Carrasco era un muchachito tímido, morocho, de hablar lento y profundamente religioso. También era inocente, pecado imperdonable para algunos. Apenas ingresó al cuartel, el soldado Omar se convirtió en el blanco preferido del jefe de su grupo, un joven oficial que se la daba de duro, el teniente Ignacio Canevaro. Carrasco, se supo luego, era el elegido para los "bailes". Carrasco, se comprobó, solía salir sorteado para el salto en rana, para los maltratos en aquellas madrugadas heladas.

Con la ayuda de otros dos conscriptos, Canevaro golpeó a Carrasco hasta romperle las costillas y dejarlo moribundo. Y en vez de llevarlo a una enfermería para intentar salvarle la vida, decidieron esconderlo para que se creyera que había escapado. No importaba el crimen; sólo que se supiera.

Las pericias acabaron desnudando una trama fuera de época. Carrasco había muerto en el baño del cuartel luego de varios días de agónica soledad. Meses después, unos perros rastreadores pudieron reconstruir el trayecto que usaron Canevaro y los suyos para trasladar el cadáver del soldado Omar hasta el monte donde terminó siendo "hallado". La historia oficial se derrumbó. Canevaro fue condenado a 15 años de cárcel y sus dos ayudantes, los soldados Cristian Suárez y Víctor Salazar, a 10 años de prisión. Ya están todos libres.

Pero no sólo ellos se habían manchado las manos. En el juicio oral quedó al descubierto un intrincado laberinto de falsas denuncias y pistas orientadas a confundir a los investigadores, ideadas en su mayoría desde el servicio de inteligencia del Ejército, el mismo que quince años antes había ocupado un lugar protagónico en el aparato represivo de la dictadura.

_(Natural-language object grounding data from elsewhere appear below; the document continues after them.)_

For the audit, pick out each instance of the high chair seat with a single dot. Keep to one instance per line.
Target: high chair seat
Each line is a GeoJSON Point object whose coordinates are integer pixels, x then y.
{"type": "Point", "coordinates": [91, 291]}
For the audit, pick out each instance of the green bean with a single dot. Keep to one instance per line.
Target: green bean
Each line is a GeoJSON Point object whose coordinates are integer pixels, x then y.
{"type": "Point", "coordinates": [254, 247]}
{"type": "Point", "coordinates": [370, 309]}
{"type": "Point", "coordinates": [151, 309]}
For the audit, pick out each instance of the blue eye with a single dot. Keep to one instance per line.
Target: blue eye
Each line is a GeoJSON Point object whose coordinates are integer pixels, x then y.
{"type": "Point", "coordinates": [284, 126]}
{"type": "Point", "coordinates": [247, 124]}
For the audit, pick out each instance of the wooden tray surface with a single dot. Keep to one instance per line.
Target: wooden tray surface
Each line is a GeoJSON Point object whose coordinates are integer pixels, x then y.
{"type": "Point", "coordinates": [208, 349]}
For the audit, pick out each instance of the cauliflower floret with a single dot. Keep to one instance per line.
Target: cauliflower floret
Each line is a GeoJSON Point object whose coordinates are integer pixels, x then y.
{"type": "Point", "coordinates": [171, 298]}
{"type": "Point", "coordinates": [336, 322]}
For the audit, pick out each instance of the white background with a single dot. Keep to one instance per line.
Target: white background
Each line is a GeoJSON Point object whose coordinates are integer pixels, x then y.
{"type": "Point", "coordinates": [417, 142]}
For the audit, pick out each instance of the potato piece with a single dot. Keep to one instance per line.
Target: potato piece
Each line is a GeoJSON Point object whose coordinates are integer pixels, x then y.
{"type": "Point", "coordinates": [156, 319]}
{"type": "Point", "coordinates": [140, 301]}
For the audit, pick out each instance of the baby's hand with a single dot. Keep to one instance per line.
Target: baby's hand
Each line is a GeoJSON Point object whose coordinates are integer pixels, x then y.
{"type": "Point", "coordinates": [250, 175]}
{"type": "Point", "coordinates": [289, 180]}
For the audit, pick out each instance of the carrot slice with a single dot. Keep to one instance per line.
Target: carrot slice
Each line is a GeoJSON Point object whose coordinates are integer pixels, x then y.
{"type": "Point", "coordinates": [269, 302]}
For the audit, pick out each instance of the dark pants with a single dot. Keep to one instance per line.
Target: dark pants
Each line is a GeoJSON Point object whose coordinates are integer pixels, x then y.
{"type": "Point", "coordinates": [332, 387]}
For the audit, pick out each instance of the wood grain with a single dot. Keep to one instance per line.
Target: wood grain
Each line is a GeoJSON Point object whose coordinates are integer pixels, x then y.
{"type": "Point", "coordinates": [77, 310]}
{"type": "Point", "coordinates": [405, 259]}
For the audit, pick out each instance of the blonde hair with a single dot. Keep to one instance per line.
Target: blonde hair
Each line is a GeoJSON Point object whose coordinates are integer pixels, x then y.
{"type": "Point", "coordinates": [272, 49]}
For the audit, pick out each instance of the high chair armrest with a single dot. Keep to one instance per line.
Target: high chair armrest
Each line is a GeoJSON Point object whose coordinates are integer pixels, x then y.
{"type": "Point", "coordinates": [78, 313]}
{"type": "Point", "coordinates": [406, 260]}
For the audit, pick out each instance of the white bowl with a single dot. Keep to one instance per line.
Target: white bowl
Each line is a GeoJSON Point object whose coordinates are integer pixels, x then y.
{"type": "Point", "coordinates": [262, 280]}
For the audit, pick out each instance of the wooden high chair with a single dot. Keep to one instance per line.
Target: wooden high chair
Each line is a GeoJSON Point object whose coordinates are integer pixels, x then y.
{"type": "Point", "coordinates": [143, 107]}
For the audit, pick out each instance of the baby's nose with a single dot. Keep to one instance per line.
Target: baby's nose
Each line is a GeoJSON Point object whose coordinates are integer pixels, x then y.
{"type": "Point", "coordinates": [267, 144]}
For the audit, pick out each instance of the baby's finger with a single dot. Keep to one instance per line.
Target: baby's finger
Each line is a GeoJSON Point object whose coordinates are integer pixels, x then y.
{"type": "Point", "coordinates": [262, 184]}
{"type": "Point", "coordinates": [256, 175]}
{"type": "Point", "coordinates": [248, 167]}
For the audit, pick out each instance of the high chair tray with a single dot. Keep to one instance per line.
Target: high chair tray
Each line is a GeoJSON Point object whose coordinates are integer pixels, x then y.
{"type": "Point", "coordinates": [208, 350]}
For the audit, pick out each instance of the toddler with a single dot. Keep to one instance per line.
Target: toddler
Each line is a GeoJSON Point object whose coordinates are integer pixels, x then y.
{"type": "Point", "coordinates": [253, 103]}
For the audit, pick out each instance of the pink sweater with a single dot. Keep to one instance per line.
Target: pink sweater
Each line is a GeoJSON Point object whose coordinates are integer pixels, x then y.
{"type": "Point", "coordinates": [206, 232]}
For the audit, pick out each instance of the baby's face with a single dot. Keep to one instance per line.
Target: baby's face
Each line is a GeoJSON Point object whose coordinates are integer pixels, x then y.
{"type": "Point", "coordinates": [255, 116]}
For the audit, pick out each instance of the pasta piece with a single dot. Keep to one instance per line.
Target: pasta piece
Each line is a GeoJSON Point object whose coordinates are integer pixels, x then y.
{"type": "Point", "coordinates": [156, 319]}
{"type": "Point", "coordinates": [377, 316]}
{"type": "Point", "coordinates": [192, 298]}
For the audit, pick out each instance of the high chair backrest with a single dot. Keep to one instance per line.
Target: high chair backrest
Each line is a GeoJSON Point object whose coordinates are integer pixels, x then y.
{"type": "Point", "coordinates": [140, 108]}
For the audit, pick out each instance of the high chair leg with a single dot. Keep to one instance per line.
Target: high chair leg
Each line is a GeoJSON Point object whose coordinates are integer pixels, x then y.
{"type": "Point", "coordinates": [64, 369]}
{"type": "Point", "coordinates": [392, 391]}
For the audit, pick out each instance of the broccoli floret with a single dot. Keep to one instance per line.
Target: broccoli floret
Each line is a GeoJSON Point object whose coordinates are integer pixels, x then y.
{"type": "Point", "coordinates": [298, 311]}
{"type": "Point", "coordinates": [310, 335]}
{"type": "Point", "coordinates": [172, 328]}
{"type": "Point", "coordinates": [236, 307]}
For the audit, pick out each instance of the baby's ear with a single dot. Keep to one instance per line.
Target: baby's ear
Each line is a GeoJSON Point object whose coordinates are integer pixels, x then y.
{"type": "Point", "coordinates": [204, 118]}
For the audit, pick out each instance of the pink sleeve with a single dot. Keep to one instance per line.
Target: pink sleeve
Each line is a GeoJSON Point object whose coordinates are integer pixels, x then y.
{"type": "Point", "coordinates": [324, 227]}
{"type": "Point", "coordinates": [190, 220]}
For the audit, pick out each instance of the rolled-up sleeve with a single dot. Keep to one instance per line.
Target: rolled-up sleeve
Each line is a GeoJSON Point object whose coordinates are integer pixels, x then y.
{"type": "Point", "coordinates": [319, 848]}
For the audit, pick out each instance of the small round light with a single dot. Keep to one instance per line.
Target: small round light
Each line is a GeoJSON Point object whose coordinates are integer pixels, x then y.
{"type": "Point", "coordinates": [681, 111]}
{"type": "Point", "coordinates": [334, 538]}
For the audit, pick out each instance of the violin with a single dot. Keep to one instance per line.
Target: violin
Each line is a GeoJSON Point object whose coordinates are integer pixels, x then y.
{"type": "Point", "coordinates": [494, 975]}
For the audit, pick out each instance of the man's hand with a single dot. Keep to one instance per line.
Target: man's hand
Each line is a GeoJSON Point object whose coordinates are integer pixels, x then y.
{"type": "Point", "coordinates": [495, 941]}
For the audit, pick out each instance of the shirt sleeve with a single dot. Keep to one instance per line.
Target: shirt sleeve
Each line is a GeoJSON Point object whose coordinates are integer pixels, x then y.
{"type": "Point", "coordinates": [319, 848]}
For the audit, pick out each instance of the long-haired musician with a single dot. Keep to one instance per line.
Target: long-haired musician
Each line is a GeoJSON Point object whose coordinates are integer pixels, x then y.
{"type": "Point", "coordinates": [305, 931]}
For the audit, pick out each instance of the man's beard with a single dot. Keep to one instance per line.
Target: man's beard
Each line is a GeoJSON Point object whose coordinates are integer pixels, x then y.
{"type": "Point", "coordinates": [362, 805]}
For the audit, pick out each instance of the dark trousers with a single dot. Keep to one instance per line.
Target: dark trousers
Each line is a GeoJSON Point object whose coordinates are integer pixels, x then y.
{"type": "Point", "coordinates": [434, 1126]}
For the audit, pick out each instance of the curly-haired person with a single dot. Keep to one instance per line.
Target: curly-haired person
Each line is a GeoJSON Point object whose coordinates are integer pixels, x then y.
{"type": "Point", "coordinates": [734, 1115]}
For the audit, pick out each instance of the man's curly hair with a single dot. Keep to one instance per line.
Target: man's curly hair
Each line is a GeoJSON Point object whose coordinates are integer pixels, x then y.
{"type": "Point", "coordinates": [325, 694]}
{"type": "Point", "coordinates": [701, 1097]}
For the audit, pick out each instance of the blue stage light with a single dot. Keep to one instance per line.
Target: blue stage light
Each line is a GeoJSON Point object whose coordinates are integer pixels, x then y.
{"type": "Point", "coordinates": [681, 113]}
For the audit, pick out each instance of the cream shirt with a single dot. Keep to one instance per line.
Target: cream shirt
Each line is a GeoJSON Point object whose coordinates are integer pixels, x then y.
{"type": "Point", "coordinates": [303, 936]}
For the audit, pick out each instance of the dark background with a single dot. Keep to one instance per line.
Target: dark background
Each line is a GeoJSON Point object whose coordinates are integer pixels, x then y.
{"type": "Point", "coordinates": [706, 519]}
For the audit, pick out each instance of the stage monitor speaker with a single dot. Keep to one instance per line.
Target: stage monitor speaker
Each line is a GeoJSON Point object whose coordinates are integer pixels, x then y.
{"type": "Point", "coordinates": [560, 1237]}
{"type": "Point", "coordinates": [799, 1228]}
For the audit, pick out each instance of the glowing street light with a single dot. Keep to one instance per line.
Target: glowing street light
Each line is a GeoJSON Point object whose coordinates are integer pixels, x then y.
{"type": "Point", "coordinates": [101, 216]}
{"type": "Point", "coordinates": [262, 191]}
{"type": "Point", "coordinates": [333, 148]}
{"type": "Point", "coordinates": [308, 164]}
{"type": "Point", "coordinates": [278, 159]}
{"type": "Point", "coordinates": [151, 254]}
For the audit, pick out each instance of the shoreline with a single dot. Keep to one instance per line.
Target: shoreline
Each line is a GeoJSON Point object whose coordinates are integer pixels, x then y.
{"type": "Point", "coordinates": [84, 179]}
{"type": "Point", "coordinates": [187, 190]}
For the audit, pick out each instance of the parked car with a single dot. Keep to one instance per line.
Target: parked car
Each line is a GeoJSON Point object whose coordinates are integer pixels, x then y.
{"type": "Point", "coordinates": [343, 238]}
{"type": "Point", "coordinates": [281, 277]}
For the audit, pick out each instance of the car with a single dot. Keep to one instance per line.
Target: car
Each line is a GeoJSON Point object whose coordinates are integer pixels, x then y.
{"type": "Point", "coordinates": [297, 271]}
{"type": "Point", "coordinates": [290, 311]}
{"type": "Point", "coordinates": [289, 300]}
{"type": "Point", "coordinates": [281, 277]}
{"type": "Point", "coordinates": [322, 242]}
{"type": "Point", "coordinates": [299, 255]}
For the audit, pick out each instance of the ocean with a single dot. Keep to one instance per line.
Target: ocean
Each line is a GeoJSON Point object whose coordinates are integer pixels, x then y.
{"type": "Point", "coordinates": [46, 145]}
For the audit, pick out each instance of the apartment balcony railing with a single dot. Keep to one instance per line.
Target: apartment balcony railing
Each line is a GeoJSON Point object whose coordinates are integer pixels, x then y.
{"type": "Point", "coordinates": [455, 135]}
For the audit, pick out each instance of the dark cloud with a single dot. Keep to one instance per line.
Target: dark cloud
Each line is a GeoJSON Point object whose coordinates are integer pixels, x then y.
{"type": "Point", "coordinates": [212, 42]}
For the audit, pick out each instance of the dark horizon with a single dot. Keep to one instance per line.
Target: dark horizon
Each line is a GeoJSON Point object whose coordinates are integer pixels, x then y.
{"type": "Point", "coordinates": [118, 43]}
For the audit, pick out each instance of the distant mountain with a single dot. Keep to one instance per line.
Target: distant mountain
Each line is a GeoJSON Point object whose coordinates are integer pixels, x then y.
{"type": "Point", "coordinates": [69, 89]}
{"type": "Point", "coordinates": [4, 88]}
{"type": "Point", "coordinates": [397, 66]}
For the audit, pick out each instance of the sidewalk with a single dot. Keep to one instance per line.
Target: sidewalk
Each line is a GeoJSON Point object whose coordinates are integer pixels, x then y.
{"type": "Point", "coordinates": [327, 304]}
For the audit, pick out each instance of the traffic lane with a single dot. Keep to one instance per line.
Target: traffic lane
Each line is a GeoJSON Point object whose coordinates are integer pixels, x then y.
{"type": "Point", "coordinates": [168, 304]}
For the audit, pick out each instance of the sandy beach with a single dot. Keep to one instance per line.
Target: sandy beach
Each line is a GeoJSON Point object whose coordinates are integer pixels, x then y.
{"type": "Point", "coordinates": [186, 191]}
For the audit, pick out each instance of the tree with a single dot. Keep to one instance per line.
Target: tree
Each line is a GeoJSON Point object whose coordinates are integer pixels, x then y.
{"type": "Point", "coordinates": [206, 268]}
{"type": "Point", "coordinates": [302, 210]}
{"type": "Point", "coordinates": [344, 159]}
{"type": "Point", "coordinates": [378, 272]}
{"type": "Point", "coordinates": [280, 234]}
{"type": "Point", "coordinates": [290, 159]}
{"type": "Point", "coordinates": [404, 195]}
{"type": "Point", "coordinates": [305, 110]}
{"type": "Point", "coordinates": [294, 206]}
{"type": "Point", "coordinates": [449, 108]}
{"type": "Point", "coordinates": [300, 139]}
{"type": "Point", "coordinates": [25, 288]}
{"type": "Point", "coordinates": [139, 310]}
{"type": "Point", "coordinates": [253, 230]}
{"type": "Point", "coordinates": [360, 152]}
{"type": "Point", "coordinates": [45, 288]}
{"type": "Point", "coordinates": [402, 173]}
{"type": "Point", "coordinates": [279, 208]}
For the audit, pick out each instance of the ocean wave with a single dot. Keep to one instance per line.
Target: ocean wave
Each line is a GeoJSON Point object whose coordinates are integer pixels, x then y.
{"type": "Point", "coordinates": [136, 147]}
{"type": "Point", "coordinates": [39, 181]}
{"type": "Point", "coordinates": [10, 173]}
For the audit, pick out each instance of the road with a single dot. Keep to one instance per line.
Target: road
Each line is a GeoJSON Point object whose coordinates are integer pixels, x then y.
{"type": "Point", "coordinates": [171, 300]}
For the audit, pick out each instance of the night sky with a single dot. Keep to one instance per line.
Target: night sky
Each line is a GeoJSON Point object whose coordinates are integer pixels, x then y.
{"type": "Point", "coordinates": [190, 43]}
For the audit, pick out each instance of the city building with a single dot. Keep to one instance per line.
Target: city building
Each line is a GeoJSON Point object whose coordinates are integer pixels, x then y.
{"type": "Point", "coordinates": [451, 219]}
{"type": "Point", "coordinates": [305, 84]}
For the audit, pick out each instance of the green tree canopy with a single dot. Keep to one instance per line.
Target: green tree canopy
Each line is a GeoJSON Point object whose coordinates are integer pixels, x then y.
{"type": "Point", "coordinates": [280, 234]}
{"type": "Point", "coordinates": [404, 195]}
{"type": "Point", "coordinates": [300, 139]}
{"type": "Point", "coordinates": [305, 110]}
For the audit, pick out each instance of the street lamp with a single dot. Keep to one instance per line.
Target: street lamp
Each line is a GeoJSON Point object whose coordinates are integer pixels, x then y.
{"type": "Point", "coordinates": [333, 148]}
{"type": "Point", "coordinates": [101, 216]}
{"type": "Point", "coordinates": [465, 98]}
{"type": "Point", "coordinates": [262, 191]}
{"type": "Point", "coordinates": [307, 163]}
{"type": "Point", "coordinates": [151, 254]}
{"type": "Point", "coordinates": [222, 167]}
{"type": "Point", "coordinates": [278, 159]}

Siete militares, entre ellos un general, esperaron durante once años el juicio donde iban a ser juzgados por supuesto encubrimiento. Tanta espera los terminó beneficiando. En junio pasado fueron sobreseídos; el delito por el que se los acusaba ya había prescripto.

Pocos de los jóvenes que hoy tienen 18 años lo saben. Pero Carrasco, con su vida, cerró las puertas de esa colimba que, sólo según los tíos más bravos, hacía duros a los hombres. Lo decidió Menem, el 31 de agosto de 1994, con el decreto 1537. Número alto, se habría dicho en el sorteo. Pero eso es cosa vieja.